Quelle surprise de découvrir Sonya Yoncheva dans les Rückert-Lieder ! La couverture de cet album, sombre, où la diva pose, en robe du plus strict noir, aux côtés de Rafael Payare tranche avec celle de son opus précédent, The Courtesan (le titre est éloquent) sorti il y a tout juste un an, et où elle apparaissait, en robe rouge sang, dans les parfaits attributs de la femme fatale.
C’est que la matière n’est pas la même, il faut en convenir. Le Mahler des dernières années (à partir de 1901), est obsédé par la maladie et la mort, qui rôdent autour de lui. L’été 1901 (Mahler composait essentiellement l’été, pendant la pause estivale de l’Opéra de Vienne) marque le début d’une transformation dans la thématique travaillée. Les cinq lieder sur des poèmes de Friedrich Rückert composent un cycle qui nous conduit progressivement vers les plus profondes angoisses du poète – et du musicien. Ich atmet’ einen linden Duft, qui ouvre l’ensemble, est le seul poème de l’insouciance, de la félicité enivrante. Avec Blicke mir nicht in die Lieder, l’auditeur débute un lent et irrévocable cheminement qui le conduira, avec le célèbre Ich bin der Welt abhanden gekommen, dans la plus extrême solitude, elle-même annonciatrice de la mort.
Loin des paillettes donc et de l’amour faisant feu de tout bois, nous attendions Sonya Yoncheva dans ce registre de l’intime, de l’angoisse et du retrait du monde.

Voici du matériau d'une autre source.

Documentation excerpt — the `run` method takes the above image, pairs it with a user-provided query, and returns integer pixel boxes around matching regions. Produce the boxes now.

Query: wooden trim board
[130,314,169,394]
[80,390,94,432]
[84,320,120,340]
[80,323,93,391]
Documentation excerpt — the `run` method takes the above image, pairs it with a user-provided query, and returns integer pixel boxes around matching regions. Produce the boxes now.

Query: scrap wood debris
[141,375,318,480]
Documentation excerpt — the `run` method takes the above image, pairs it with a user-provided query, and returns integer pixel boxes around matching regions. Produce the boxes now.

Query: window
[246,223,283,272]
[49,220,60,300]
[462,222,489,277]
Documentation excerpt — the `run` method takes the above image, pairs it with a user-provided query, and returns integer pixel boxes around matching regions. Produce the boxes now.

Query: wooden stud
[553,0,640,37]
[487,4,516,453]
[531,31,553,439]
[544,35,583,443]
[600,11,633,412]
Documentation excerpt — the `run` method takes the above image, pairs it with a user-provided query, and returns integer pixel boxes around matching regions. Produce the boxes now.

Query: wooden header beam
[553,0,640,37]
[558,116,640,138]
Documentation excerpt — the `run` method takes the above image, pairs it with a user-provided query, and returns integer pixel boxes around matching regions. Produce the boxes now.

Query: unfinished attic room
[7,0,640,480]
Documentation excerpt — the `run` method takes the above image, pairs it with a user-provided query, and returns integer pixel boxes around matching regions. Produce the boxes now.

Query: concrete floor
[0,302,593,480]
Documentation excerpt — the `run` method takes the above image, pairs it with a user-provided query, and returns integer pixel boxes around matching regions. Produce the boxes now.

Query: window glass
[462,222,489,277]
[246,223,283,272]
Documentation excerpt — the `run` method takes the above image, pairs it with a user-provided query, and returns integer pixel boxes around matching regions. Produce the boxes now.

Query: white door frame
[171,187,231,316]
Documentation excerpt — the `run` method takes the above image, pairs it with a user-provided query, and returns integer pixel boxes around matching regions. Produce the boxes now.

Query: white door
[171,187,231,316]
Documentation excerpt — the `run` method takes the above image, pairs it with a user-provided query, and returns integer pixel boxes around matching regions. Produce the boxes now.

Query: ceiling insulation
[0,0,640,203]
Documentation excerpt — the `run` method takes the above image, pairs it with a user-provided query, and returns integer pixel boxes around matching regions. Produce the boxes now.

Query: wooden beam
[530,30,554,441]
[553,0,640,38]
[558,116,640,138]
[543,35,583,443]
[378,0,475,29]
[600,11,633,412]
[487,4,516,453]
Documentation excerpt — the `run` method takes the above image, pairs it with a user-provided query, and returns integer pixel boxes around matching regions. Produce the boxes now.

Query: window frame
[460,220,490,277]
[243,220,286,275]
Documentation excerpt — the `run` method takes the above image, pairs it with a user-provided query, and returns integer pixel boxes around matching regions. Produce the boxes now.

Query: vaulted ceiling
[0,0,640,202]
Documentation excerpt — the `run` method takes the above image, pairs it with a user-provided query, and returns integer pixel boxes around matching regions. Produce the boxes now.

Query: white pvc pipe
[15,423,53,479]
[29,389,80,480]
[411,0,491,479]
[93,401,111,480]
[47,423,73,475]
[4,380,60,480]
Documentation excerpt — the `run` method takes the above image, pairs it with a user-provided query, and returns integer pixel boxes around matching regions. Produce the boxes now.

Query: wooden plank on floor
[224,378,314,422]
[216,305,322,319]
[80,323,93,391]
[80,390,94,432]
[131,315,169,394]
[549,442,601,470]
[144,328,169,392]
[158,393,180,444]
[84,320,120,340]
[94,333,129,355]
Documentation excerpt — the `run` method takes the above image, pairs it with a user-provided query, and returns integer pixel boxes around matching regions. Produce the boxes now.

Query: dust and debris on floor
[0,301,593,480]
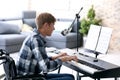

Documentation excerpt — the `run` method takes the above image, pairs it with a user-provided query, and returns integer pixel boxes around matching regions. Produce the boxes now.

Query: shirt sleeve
[32,38,62,73]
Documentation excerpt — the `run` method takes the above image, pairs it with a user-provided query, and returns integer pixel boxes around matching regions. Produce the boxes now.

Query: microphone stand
[75,7,83,80]
[75,7,83,53]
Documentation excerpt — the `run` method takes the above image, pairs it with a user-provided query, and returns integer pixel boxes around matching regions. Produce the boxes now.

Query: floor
[0,48,120,80]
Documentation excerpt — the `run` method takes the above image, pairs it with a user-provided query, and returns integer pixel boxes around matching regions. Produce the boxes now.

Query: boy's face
[46,23,55,36]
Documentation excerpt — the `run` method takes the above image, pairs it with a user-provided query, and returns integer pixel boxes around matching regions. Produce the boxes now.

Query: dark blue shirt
[17,30,62,75]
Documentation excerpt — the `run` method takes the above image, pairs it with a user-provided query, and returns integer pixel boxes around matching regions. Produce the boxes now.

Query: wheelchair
[0,49,46,80]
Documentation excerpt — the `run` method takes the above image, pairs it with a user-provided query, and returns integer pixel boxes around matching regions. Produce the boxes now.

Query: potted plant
[79,5,101,36]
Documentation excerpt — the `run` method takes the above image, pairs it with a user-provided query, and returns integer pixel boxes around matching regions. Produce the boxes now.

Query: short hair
[36,12,56,29]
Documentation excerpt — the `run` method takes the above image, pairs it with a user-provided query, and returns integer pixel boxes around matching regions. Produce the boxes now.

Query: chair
[0,49,46,80]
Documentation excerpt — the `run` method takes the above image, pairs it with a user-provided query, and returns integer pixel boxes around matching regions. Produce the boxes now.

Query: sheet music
[85,25,112,54]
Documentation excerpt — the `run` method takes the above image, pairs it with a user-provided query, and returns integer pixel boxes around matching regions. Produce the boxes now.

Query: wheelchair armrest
[13,74,46,80]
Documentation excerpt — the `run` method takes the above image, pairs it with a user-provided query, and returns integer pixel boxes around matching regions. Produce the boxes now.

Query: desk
[46,49,120,80]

Apparition furtive faut-il le préciser puisque ce cycle, couplé avec Ein Heldenleben de Richard Strauss, (héros et anti-héros ?) ne nous permet de goûter la voix de la soprano bulgare que le temps de ces cinq brèves mélodies, à peine dix-huit minutes sur les soixante-cinq que dure l’enregistrement avec le poème symphonique de Strauss. C’est la première déception de ce qui nous est annoncé comme le dernier enregistrement en date de Sonya Yoncheva.
Mais pas la frustration principale ; celle-ci nous vient de la prise de son (que l’audition du poème symphonique laissait présager) qui ne permet à aucun moment de goûter réellement la qualité du chant dans tous ses attendus, c’est-à-dire dans sa précision d’orfèvre. Ces lieder sont brefs mais ils ont été ciselés au laser et c’est toute cette précision qui nous manque. On se demande même comment les équipes techniques, et particulièrement celles de Yoncheva, ont pu délivrer l’imprimatur à cette copie qui laissera non seulement les aficionados de la Bulgare, mais aussi tout amateur de musique, sur sa faim et c’est peu de le dire.
Le déséquilibre avec l’orchestre est patent ; tout se passe comme si Rafael Payare, à la tête de l’orchestre symphonique de Montréal, menait son orchestre dans la veine du poème symphonique qui précède. Or non, dans les Rückert-Lieder, comme dans tout cycle de lieder en réalité, c’est la voix qui est mise en avant, l’orchestre, ou l’accompagnement en général, doit se mettre au service de la voix et non vouloir la concurrencer. Ici, la voix de Yoncheva est sans cesse en retrait, comme si elle était placée derrière l’orchestre et il faut littéralement tendre l’oreille pour essayer de percevoir ce qui fait toute la beauté et la force de ces morceaux : la diction, la précision du détail, les consonnes finales, partie intégrante de l’allemand chanté. Dès le premier opus, Ich atmet’ einen linden Duft, dès le premier vers même, les deux consonnes finales nous échappent, et il en sera de même à chaque fin de phrase mezzo piano ou piano. Pour le reste en revanche, Yoncheva rend remarquablement la suavité du poème (l’ultime « linden Luft » soufflé est bouleversant). De même dans le quatrième poème Liebst du um Schönheit, la sensualité de la voix, l’extase retenue, font merveille. Um Mitternacht laisse apparaître quelques difficultés de prononciation (« Hab’ » et les finales en « acht » ) qui n’entament toutefois pas l’ambiance dramatique de l’ensemble.
La pièce maîtresse du cycle Ich bin der Welt abhanden gekommen, nous laisse malheureusement aussi sur notre faim, pour les raisons déjà indiquées, ce lied faisant une place de choix au discours mezzo piano.